27 de
agosto de 2014
23:13
Hoje foi
Dia do Psicólogo.
Eu, que
não sou nem psicóloga, nem escritora, escrevo. Sempre com aquela vontade de
deixar para amanhã, para nunca mais, mas não adianta: esse vício de escrever,
de fingir que não vou contar e acabo contando, acaba me encontrando, por mais
que eu fuja dele.
Sarah
tem falado de coisas como “nosso psiquismo é feito para nos proteger” e que “se
lembrar for nos fazer doer demais, a gente esquece”. Tipo amnésia, trauma,
essas coisas. Sarah fala recortes psicanalíticos para quem quiser ouvir. Eu ainda
acho que ela fala isso tudo de propósito, tipo pistas para eu descobrir como
vim parar aqui. Sofrimento psíquico, trauma mecânico, trauma que a gente
imagina.
E que
dói igual.
Psicólogos,
algum dia descobrirei como termina a história de Clara?
Acontece
que voltei a pensar em Maria.
A mãe.
E pensei
que talvez tudo isso que penso ser sobre Clara, na verdade seja de Maria.

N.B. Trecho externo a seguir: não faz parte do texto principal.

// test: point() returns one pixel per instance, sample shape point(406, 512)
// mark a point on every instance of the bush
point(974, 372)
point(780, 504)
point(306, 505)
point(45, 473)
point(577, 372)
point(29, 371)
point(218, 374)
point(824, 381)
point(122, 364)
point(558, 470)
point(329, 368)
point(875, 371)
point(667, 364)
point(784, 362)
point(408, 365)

Talvez ela seja o centro desta história. Maria que deve ter passado a maldição
para a geração seguinte. Maria que deve ter sido abusada pelo próprio pai, avô
de Clara. Ó meu deus, será que foi assim que começou esta história?
Não sei
mais o que escrever. Cada vez que paro para pensar, meu cérebro tranca. Sarah
me disse que não é pra pensar em nada, é só pra escrever. É só pra falar, como
Anna O. para Breuer.
Ah,
psicanalistas.
Ainda
tenho muito o que escrever, muito o que aprender sobre esta história
desgarrada, que há muito fugiu de mim. Sigo tentando. Tentando tentar e tentando
não tentar.
Cris
andou tomando remédios semana passada. Se ela frequentasse algum desses grupos
que ocorrem aqui, eu diria que isso foi... Bem, eu não diria nada. Anda difícil
conviver com ela desde então. Hoje ela falou em ir embora. Ir embora para onde?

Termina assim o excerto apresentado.